Musicals, die sich an bereits bekannten Titeln orientieren, gab es in den vergangenen Jahren einige – vor allem „Mamma Mia!“ nach Abba. Bei dem Gedanken, dass nun auch Petry in diese Riege einzieht, mag manch einer dennoch kurz innehalten. „Wolle“ meets Musical – das klingt mindestens kurios. Petry – Schnurrbart-Ikone, Lockenmähnen-Träger, bekannt für seine Freundschaftsbänder – wurde von seinen Fans ja vor allem wegen seiner Erdigkeit geliebt: Uneitel, modisch etwas aus der Zeit gefallen, geradeheraus. Ein gewienerter Theaterboden und Prosecco in der Spielpause passen auf den ersten Blick nicht dazu.
Darsteller Enrico De Pieri sagt dazu: „Ich glaube nicht, dass die Leute – wenn sie kommen – eine riesige Verwechslungskomödie Shakespear’scher Art erwarten.“ Darum gehe es aber auch nicht. Das Direkte, Erdige, Ehrliche, das Petry zugeschrieben wird, müsse sich auf die Bühne übertragen. Auch in der Art, zu spielen. „Wir versuchen, so echte Menschen wie möglich zu spielen.“ Und natürlich: Die Musik stehe im Vordergrund. Auch wenn Petry gar nicht so leicht zu singen sei, wie man vielleicht denke. „Man fängt immer tief an – und dann geht es irgendwann sauhoch“, erklärt De Pieri.

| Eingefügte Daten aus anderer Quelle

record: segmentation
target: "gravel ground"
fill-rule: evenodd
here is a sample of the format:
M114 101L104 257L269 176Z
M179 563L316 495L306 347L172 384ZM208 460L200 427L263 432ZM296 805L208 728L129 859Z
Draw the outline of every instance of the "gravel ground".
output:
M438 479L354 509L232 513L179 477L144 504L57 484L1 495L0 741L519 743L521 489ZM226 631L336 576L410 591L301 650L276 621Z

Dass Petrys Texte nicht für eine Bühnengeschichte taugen, ist zudem gar nicht gesagt. Meist geht es darum, dass jemand einen anderen liebt, aber Mist gebaut hat. Hollywood macht daraus seit Jahrzehnten Komödien. „Wahnsinn!“-Autor Martin Lingnau sagt daher ohne mit dem Mundwinkel zu zucken, ihn hätten die Texte an „Tatsächlich… Liebe“ erinnert. Das ist ein Liebesfilm mit Hugh Grant.
Dass „Wahnsinn!“ auf fruchtbaren Boden fallen dürfte, liegt auch daran, dass Petry-Fans nach Ersatz lechzen. Vor mehr als zehn Jahren verkündete der Meister seinen Abschied von der Bühne, heute erkennt man ihn kaum wieder. Mittlerweile singt er auf Englisch als „Pete Wolf“. In der Öffentlichkeit macht er sich allerdings rar. Dass er nochmal als der alte „Wolle“ auf die Bühne steigt, kann er sich nicht vorstellen. „Alles hat ja seine Zeit und ich glaube nicht, dass diese Zeit nochmal zurückkommt“, erklärt er. Das Musical hat er begleitet.

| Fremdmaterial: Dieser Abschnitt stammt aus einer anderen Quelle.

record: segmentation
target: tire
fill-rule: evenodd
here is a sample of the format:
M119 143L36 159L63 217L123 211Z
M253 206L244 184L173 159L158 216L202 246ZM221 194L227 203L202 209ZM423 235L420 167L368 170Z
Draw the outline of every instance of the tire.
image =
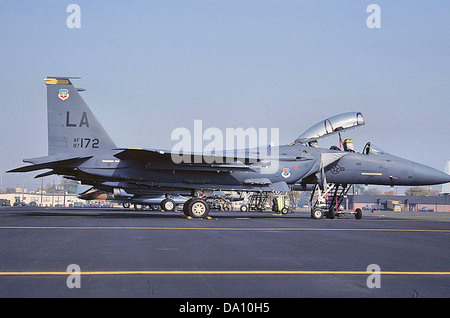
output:
M209 205L202 199L193 199L187 206L189 216L193 218L204 218L208 216Z
M175 210L175 207L177 205L175 204L175 201L172 199L164 199L161 201L160 206L161 206L161 210L170 212L170 211Z
M191 203L192 200L193 199L189 199L186 202L184 202L184 204L183 204L183 213L186 216L189 216L188 206L189 206L189 203Z
M360 208L358 208L358 209L356 209L355 210L355 219L357 219L357 220L361 220L361 218L362 218L362 211L361 211L361 209Z
M239 210L241 210L241 212L247 212L248 211L248 206L246 204L243 204L243 205L241 205Z
M328 210L327 218L334 219L335 217L336 217L336 209L330 208L330 210Z
M324 216L324 213L323 213L322 209L316 208L311 211L311 217L313 219L320 220L321 218L323 218L323 216Z

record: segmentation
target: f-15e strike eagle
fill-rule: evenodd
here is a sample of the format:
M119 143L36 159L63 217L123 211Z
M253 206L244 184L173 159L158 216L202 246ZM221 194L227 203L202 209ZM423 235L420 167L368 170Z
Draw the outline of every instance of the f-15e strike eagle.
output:
M191 160L174 162L173 151L118 148L73 86L73 77L48 77L48 156L24 159L27 165L8 172L50 169L52 174L81 181L108 193L134 198L165 199L165 210L175 206L174 196L188 194L186 215L202 218L209 213L203 199L208 191L282 193L314 190L317 200L311 216L334 217L334 191L343 196L353 184L433 185L450 182L444 172L402 159L367 143L357 153L351 143L344 150L319 148L317 139L365 124L360 112L336 115L305 131L288 145L247 148L237 152L183 153ZM276 153L276 156L273 154Z

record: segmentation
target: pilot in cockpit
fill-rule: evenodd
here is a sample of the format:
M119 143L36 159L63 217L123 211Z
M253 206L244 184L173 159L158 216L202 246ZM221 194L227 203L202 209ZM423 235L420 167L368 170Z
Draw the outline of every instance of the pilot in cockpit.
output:
M355 152L355 145L353 144L353 140L351 139L344 140L344 151Z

Und dann ist da ja noch der Spielort: Duisburg und das Ruhrgebiet liegen tief im Petry-Gürtel. Eröffnen wird das Musical mit „Wir sind das Ruhrgebiet“. An den folgenden Spielorten – Berlin und München – wird das Publikum womöglich irritiert sein. Und dann mitsingen.